OCTOBER 14-18, 2006

Christmas came early for me this year. My dear mother offered to send me to the ASA Annual Meeting in Chicago as my gift. I almost didn’t go, but am now very thankful that the trip was taken because of the many opportunities I was given to speak with some of the people in the medical and anesthesia worlds who can, and I believe will, make a difference! So consider my part of this letter your Christmas report from Carol Weihrer and her mother, Anna Lea.

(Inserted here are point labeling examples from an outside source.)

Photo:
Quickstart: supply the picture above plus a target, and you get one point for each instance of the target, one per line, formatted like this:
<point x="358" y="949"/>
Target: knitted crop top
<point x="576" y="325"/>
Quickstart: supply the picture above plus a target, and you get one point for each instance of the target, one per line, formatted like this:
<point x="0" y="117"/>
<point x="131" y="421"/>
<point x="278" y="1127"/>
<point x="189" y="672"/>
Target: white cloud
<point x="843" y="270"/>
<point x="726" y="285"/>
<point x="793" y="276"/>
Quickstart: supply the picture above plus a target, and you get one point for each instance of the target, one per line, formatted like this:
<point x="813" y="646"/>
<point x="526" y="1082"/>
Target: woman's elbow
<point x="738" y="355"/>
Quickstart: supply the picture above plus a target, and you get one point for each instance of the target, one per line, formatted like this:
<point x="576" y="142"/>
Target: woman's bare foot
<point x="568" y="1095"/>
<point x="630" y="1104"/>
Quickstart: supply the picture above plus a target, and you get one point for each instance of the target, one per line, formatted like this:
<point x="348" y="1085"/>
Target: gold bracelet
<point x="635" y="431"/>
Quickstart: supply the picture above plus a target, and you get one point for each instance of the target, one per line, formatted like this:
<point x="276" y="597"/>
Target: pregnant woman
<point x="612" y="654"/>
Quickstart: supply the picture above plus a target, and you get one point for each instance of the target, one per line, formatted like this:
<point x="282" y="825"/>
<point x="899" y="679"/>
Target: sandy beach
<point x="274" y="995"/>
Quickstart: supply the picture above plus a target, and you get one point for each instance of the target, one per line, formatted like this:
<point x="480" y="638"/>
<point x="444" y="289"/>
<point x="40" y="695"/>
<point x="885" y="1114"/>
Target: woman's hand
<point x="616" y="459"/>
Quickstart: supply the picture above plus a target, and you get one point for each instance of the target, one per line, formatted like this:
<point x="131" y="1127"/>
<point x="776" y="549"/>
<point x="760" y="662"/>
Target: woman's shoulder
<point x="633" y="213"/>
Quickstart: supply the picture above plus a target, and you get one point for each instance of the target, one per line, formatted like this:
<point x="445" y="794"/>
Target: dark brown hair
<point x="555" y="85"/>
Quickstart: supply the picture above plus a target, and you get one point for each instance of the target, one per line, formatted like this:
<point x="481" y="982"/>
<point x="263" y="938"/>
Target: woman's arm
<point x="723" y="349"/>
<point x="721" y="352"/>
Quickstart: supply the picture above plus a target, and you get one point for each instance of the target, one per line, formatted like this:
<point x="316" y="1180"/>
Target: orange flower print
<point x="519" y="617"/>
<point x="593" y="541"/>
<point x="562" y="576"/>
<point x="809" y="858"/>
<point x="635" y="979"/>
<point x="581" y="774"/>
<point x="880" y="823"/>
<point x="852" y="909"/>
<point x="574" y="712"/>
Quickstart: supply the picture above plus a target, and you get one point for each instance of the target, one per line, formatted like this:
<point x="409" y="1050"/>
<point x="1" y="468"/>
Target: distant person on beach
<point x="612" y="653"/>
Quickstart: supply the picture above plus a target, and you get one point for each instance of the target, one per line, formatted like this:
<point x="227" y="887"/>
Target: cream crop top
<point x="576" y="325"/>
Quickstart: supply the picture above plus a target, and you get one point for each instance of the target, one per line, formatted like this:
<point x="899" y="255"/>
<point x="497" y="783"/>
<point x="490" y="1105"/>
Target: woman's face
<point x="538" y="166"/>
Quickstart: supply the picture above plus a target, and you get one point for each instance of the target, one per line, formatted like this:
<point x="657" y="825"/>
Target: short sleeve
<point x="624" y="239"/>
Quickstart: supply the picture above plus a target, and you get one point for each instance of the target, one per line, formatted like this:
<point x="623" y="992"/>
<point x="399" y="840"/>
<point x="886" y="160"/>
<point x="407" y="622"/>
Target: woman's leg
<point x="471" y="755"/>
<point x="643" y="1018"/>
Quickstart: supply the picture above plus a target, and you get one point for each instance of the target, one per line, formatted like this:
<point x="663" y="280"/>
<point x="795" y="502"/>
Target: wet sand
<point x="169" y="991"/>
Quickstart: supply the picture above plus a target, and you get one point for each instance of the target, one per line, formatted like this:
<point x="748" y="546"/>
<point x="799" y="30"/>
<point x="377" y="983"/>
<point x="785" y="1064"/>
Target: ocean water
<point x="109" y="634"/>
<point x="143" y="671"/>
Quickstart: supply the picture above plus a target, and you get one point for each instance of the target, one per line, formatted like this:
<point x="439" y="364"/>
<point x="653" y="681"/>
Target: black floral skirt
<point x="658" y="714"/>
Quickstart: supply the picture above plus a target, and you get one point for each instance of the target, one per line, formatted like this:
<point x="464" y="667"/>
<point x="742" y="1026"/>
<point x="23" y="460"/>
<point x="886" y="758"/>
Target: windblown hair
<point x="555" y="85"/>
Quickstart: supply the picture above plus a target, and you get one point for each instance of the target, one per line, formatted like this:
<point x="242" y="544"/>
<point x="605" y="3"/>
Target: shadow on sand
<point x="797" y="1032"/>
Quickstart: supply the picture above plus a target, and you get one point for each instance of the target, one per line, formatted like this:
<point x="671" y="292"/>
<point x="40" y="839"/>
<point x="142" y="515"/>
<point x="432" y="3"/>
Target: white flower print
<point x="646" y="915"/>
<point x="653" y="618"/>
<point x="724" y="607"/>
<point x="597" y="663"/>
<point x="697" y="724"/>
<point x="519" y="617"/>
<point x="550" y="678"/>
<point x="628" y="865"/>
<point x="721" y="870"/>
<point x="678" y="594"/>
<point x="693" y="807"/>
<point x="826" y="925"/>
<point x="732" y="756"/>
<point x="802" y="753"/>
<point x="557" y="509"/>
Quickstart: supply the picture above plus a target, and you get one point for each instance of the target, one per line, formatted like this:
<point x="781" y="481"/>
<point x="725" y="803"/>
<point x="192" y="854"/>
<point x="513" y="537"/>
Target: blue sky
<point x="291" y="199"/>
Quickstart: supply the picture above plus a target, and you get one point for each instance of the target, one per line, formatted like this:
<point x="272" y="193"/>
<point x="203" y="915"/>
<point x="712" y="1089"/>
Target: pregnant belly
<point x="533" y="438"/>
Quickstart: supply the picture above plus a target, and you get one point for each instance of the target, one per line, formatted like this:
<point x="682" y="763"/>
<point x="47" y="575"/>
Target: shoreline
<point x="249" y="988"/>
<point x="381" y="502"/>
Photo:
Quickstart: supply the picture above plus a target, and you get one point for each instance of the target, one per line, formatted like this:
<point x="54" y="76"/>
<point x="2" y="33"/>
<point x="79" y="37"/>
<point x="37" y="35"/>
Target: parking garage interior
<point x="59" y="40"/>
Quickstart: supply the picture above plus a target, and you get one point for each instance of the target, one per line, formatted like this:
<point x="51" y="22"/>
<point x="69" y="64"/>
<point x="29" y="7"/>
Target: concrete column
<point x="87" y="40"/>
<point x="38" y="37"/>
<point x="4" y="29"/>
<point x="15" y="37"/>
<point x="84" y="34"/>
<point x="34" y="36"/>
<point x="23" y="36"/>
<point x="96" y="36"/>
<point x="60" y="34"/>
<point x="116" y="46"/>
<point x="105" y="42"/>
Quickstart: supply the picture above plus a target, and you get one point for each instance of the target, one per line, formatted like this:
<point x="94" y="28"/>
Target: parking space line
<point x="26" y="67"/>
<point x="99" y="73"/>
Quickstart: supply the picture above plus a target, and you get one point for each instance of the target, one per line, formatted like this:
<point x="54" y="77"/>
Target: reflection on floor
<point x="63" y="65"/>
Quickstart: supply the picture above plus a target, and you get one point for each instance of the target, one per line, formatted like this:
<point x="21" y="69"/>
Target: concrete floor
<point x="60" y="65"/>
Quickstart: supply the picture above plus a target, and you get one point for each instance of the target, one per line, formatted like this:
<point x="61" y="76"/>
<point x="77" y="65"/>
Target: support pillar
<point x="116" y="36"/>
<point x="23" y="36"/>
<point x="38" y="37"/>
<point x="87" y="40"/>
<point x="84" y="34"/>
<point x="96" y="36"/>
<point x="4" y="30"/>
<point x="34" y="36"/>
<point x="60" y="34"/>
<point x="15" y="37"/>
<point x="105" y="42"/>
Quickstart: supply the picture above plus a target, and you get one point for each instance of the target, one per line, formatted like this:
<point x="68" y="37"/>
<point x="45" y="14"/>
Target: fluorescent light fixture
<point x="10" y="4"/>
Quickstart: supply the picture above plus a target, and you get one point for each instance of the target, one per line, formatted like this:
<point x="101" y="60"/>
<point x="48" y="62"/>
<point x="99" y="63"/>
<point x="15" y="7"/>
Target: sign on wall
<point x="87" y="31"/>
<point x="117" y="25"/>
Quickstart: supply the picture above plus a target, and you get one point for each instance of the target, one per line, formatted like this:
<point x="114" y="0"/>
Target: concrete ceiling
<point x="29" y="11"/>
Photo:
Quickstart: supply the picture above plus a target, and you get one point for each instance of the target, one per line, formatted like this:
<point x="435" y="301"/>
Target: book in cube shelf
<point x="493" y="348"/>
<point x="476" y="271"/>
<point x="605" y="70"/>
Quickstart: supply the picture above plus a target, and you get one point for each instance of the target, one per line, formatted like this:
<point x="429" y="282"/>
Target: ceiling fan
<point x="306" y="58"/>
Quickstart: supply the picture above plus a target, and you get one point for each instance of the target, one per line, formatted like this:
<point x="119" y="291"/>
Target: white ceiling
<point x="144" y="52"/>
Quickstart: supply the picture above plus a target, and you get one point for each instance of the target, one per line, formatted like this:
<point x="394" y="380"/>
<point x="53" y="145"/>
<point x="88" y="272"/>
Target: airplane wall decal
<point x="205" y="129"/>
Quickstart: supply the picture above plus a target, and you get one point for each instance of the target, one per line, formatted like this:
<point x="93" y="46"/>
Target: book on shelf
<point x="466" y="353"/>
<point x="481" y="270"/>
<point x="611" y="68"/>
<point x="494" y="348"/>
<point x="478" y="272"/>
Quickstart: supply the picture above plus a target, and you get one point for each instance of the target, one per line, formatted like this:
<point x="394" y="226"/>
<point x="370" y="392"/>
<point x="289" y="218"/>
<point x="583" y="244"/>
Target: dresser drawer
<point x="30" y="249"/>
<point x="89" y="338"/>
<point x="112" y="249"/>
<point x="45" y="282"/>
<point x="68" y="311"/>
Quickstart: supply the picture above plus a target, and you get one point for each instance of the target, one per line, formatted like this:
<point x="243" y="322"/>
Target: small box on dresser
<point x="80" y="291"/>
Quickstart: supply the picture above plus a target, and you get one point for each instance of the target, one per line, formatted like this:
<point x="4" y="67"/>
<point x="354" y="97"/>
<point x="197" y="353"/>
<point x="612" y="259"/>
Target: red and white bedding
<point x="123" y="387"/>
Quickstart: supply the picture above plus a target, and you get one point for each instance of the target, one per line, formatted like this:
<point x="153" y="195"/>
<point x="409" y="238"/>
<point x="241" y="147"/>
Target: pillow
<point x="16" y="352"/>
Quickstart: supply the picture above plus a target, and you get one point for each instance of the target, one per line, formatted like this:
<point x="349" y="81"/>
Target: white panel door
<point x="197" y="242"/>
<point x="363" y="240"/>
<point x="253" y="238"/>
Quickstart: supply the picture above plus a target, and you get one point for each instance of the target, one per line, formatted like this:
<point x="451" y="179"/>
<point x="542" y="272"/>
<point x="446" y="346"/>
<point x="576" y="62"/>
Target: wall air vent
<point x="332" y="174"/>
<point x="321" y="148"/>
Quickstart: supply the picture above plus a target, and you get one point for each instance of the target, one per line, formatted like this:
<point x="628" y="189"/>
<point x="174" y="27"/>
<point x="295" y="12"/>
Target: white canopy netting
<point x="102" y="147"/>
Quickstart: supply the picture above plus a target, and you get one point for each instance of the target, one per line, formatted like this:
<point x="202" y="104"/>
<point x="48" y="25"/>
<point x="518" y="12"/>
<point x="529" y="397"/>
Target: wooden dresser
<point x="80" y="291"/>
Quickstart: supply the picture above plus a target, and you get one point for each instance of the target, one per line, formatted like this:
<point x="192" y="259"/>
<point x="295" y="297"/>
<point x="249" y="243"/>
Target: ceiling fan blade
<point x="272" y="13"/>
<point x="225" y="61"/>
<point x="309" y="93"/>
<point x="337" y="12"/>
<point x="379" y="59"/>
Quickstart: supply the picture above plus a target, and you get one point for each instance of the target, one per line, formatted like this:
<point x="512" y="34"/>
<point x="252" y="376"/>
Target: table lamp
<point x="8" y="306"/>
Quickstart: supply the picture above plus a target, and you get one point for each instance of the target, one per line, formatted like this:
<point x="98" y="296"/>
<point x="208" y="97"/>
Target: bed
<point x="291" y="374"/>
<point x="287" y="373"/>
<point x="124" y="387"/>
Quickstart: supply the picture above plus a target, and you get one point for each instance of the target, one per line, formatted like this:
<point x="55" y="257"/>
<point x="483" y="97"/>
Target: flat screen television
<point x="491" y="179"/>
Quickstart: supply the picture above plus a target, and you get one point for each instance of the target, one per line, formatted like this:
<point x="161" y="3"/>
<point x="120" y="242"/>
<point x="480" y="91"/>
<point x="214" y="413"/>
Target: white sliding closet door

I traveled alone to this meeting – no small feat. My plane was late arriving, so I did not get to attend a pre-meeting seminar I wanted to hear or the seminar on grass-roots advocacy. Upon arriving in Chicago Friday evening, October 13, 2006, I dropped my things in my hotel and went immediately to the convention center, McCormick Place, to register for the conference, which began in earnest early the next morning. The meeting had ???? (15,000 is what I heard) attendees from the US and around the world.

Saturday morning, I attended a panel session on "What Happens When My Inured Patient Contacts a Lawyer?" The panel was moderated by Karen B. Domino, M.D., M.P.H., Chair of the ASA Committee on Professional Liability and Professor of Anesthesiology at the University of Washington in Seattle.  Panelists included:  Insurance Company Attorney or Risk Manager:  Brian Thomas from the Preferred Physicians Medical Group in Shawnee Mission, Kansas;  Plaintiff's Attorney William E. Partridge, Esq., of Grossman, Roth, and Partridge of Sarasota, Florida; Plaintiff Expert Brian K. Ross, M.D., Professor of Anesthesiology at the University of Washington in Seattle; and Defense Expert Robert A. Caplan, M.D., Clinical Professor of Anesthesiology at the University of Washington in Seattle.  This two-hour session began with statements from each of the panel participants, questions offered by the moderator, Dr. Karen Domino from the University of Washington (state), and then questions from the audience. I did make some comments during this Q/A time.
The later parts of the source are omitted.